2. Tahap culture shock
Masalah mulai terasa. Mengalami hal-hal tidak terduga. Perbedaan-perbedaan, besar ataupun kecil, menjadi hal yang sulit untuk dihadapi. Perlu usaha lebih untuk memahami dan berjalan dengan perbedaan-perbedaan itu. Misunderstanding banyak terjadi. Merindukan hal-hal yang familiar, "yang lama", dan mengeluh tentang "yang baru" ("Orang(-orang) ini tampaknya tidak tahu atau tidak peduli dengan apa yang saya alami. Dia (mereka) hanya mementingkan diri sendiri, tidak sensitif. Saya tidak suka dia (mereka)."), lalu menarik diri.
Efek dari culture shock bagi setiap orang beragam, mulai dari ketidaknyamanan ringan, homesickness, ketidakbahagiaan, bahkan yang ekstrim adalah kepanikan psikis. Sering kali "penderita" tidak mengerti apa yang sedang dialaminya, hanya tahu bahwa ada yang salah dan dia merasa menderita.

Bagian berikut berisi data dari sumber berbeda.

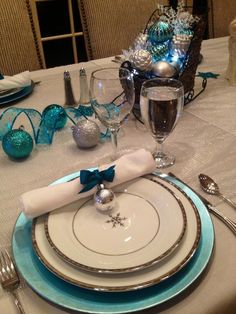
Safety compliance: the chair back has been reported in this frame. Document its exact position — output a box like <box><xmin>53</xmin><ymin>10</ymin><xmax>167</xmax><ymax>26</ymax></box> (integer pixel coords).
<box><xmin>208</xmin><ymin>0</ymin><xmax>236</xmax><ymax>38</ymax></box>
<box><xmin>78</xmin><ymin>0</ymin><xmax>169</xmax><ymax>60</ymax></box>
<box><xmin>0</xmin><ymin>0</ymin><xmax>42</xmax><ymax>75</ymax></box>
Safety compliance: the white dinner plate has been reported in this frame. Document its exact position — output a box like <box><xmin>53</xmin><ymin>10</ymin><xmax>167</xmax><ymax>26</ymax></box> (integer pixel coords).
<box><xmin>45</xmin><ymin>178</ymin><xmax>186</xmax><ymax>273</ymax></box>
<box><xmin>0</xmin><ymin>87</ymin><xmax>24</xmax><ymax>99</ymax></box>
<box><xmin>32</xmin><ymin>178</ymin><xmax>201</xmax><ymax>292</ymax></box>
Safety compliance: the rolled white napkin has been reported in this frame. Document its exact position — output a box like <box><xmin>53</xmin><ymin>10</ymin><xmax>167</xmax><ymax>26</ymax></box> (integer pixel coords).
<box><xmin>0</xmin><ymin>71</ymin><xmax>31</xmax><ymax>91</ymax></box>
<box><xmin>20</xmin><ymin>149</ymin><xmax>156</xmax><ymax>218</ymax></box>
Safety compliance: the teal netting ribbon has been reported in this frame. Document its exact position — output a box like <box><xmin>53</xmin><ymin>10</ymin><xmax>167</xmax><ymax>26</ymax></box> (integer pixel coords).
<box><xmin>0</xmin><ymin>106</ymin><xmax>109</xmax><ymax>144</ymax></box>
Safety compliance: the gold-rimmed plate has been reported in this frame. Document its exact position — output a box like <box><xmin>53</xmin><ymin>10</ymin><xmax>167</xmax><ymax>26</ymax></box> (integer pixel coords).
<box><xmin>45</xmin><ymin>178</ymin><xmax>187</xmax><ymax>273</ymax></box>
<box><xmin>32</xmin><ymin>178</ymin><xmax>201</xmax><ymax>292</ymax></box>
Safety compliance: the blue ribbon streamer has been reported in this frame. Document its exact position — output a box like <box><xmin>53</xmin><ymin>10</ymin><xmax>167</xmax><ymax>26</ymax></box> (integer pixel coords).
<box><xmin>79</xmin><ymin>165</ymin><xmax>115</xmax><ymax>193</ymax></box>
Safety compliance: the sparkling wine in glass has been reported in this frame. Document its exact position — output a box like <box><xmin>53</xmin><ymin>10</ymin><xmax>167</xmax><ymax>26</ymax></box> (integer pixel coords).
<box><xmin>140</xmin><ymin>78</ymin><xmax>184</xmax><ymax>168</ymax></box>
<box><xmin>90</xmin><ymin>67</ymin><xmax>135</xmax><ymax>160</ymax></box>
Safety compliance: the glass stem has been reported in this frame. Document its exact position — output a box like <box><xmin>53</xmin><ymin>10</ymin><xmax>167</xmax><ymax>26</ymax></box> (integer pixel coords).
<box><xmin>156</xmin><ymin>141</ymin><xmax>164</xmax><ymax>157</ymax></box>
<box><xmin>110</xmin><ymin>129</ymin><xmax>118</xmax><ymax>160</ymax></box>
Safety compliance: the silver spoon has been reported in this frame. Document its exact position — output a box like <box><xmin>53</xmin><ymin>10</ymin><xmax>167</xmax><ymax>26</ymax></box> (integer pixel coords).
<box><xmin>198</xmin><ymin>173</ymin><xmax>236</xmax><ymax>209</ymax></box>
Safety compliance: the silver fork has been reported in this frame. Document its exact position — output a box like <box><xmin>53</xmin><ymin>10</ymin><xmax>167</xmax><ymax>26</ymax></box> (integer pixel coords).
<box><xmin>0</xmin><ymin>250</ymin><xmax>25</xmax><ymax>314</ymax></box>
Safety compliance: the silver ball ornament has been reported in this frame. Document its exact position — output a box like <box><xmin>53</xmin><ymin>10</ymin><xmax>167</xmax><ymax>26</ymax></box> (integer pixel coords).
<box><xmin>133</xmin><ymin>33</ymin><xmax>148</xmax><ymax>49</ymax></box>
<box><xmin>72</xmin><ymin>119</ymin><xmax>100</xmax><ymax>148</ymax></box>
<box><xmin>129</xmin><ymin>49</ymin><xmax>152</xmax><ymax>71</ymax></box>
<box><xmin>94</xmin><ymin>184</ymin><xmax>116</xmax><ymax>212</ymax></box>
<box><xmin>152</xmin><ymin>61</ymin><xmax>178</xmax><ymax>78</ymax></box>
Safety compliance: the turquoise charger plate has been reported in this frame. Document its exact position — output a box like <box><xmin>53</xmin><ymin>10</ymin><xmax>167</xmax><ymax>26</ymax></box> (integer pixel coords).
<box><xmin>12</xmin><ymin>172</ymin><xmax>214</xmax><ymax>314</ymax></box>
<box><xmin>0</xmin><ymin>81</ymin><xmax>35</xmax><ymax>105</ymax></box>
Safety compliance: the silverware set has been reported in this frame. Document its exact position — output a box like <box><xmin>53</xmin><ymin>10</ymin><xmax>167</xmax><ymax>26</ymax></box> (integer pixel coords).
<box><xmin>168</xmin><ymin>172</ymin><xmax>236</xmax><ymax>235</ymax></box>
<box><xmin>0</xmin><ymin>250</ymin><xmax>25</xmax><ymax>314</ymax></box>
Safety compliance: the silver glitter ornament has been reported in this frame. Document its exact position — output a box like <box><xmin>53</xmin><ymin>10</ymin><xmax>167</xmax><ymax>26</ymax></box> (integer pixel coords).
<box><xmin>129</xmin><ymin>49</ymin><xmax>152</xmax><ymax>71</ymax></box>
<box><xmin>71</xmin><ymin>119</ymin><xmax>100</xmax><ymax>148</ymax></box>
<box><xmin>94</xmin><ymin>184</ymin><xmax>116</xmax><ymax>212</ymax></box>
<box><xmin>152</xmin><ymin>61</ymin><xmax>178</xmax><ymax>78</ymax></box>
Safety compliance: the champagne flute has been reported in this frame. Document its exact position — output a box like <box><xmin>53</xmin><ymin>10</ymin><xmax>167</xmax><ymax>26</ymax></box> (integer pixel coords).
<box><xmin>140</xmin><ymin>78</ymin><xmax>184</xmax><ymax>168</ymax></box>
<box><xmin>90</xmin><ymin>67</ymin><xmax>135</xmax><ymax>160</ymax></box>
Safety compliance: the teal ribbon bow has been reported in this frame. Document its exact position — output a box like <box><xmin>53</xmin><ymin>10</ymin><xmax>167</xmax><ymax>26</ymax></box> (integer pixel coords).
<box><xmin>79</xmin><ymin>165</ymin><xmax>115</xmax><ymax>193</ymax></box>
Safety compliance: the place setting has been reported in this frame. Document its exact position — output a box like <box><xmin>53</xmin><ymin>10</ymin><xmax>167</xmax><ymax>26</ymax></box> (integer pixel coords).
<box><xmin>9</xmin><ymin>28</ymin><xmax>214</xmax><ymax>314</ymax></box>
<box><xmin>9</xmin><ymin>64</ymin><xmax>214</xmax><ymax>313</ymax></box>
<box><xmin>12</xmin><ymin>153</ymin><xmax>214</xmax><ymax>313</ymax></box>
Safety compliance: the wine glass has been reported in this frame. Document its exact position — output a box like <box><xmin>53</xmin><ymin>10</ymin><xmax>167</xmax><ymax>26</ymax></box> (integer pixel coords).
<box><xmin>140</xmin><ymin>78</ymin><xmax>184</xmax><ymax>168</ymax></box>
<box><xmin>90</xmin><ymin>67</ymin><xmax>135</xmax><ymax>160</ymax></box>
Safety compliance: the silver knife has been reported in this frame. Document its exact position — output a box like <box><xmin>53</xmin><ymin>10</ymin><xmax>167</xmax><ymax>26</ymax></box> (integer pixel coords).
<box><xmin>168</xmin><ymin>172</ymin><xmax>236</xmax><ymax>235</ymax></box>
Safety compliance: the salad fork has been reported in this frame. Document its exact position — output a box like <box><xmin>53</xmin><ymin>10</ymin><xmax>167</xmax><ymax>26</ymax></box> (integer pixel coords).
<box><xmin>0</xmin><ymin>250</ymin><xmax>25</xmax><ymax>314</ymax></box>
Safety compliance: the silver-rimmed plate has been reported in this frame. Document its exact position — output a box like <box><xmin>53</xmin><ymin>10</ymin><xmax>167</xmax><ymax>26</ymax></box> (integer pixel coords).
<box><xmin>45</xmin><ymin>178</ymin><xmax>187</xmax><ymax>273</ymax></box>
<box><xmin>0</xmin><ymin>87</ymin><xmax>24</xmax><ymax>99</ymax></box>
<box><xmin>32</xmin><ymin>174</ymin><xmax>201</xmax><ymax>292</ymax></box>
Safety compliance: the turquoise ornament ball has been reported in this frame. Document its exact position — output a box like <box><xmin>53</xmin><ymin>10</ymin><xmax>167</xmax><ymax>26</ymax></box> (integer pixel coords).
<box><xmin>42</xmin><ymin>104</ymin><xmax>67</xmax><ymax>130</ymax></box>
<box><xmin>2</xmin><ymin>129</ymin><xmax>34</xmax><ymax>159</ymax></box>
<box><xmin>148</xmin><ymin>42</ymin><xmax>169</xmax><ymax>62</ymax></box>
<box><xmin>148</xmin><ymin>21</ymin><xmax>173</xmax><ymax>44</ymax></box>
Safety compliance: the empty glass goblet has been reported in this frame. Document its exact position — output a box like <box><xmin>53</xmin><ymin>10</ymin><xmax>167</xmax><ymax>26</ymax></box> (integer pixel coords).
<box><xmin>140</xmin><ymin>78</ymin><xmax>184</xmax><ymax>168</ymax></box>
<box><xmin>90</xmin><ymin>67</ymin><xmax>134</xmax><ymax>160</ymax></box>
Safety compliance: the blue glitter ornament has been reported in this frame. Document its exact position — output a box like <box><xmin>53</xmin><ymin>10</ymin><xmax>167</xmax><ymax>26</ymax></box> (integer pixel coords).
<box><xmin>42</xmin><ymin>104</ymin><xmax>67</xmax><ymax>130</ymax></box>
<box><xmin>148</xmin><ymin>41</ymin><xmax>169</xmax><ymax>62</ymax></box>
<box><xmin>148</xmin><ymin>21</ymin><xmax>173</xmax><ymax>45</ymax></box>
<box><xmin>2</xmin><ymin>129</ymin><xmax>34</xmax><ymax>159</ymax></box>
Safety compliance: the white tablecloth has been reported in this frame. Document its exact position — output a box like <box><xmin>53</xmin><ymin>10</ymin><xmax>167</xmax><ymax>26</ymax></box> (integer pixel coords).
<box><xmin>0</xmin><ymin>37</ymin><xmax>236</xmax><ymax>314</ymax></box>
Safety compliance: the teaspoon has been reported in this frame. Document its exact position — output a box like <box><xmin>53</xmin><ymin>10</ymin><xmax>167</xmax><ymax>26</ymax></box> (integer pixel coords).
<box><xmin>198</xmin><ymin>173</ymin><xmax>236</xmax><ymax>209</ymax></box>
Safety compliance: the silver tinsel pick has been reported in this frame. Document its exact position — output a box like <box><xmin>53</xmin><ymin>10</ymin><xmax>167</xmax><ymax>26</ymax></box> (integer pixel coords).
<box><xmin>64</xmin><ymin>71</ymin><xmax>77</xmax><ymax>107</ymax></box>
<box><xmin>79</xmin><ymin>68</ymin><xmax>90</xmax><ymax>106</ymax></box>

Setiap orang tumbuh dengan pengenalan bahasa, gestures, ekspresi wajah, atau kebiasaan-kebiasaan tertentu yang menjadi bagian budayanya dan keyakinannya. Kenyamanan kita bergantung pada hal-hal tersebut. Saat seseorang memasuki sebuah budaya yang berbeda, semua atau sebagian besar dari hal-hal yang familiar itu hilang. Dia menjadi seperti 'a fish out of water'. Orang yang paling open-minded sekali pun akan merasa kenyamanannya terganggu.

3. Tahap pemulihan
Saat kita berhasil melewati tahap culture shock, kita akan mulai lebih terampil berkomunikasi dengan 'bahasa yang baru' dalam konteks yang baru. Dalam tahap ini kita mulai bisa memahami dan menerima perbedaan-perbedaan, dan dapat beradaptasi dengan kebiasaan-kebiasaan baru. Misunderstanding masih bisa terjadi, tetapi lebih mudah diatasi.

4. Tahap stabilitas
Pada akhirnya masing-masing pihak dapat menerima keberadaan pihak yang lain, bahkan menikmati. Perbedaan-perbedaan tidak lagi membuat kita terganggu, bahkan kita dapat melihatnya dengan sense of humor. Beberapa kebiasaan baru bahkan diadopsi.

Mengatasi culture shock:
- Jika terjadi pada diri kita, jangan merasa aneh atau abnormal. Justru abnormal jika tidak mengalaminya.
- Jangan hanya duduk dan bersikap negatif, karena itu hanya akan memperpanjang dan memperdalam 'kesedihan'.
- Coba untuk tidak bersikap judgmental. Setiap orang punya kecenderungan untuk berpikir bahwa budaya atau kebiasaannya lebih baik dari yang lain.
- Usahakan untuk melihat sisi terbaik, bukan terburuk, dari situasi yang sedang dihadapi.

Kesimpulan

Ingat bahwa culture shock mengajar kita untuk lebih memahami diri sendiri dan orang lain.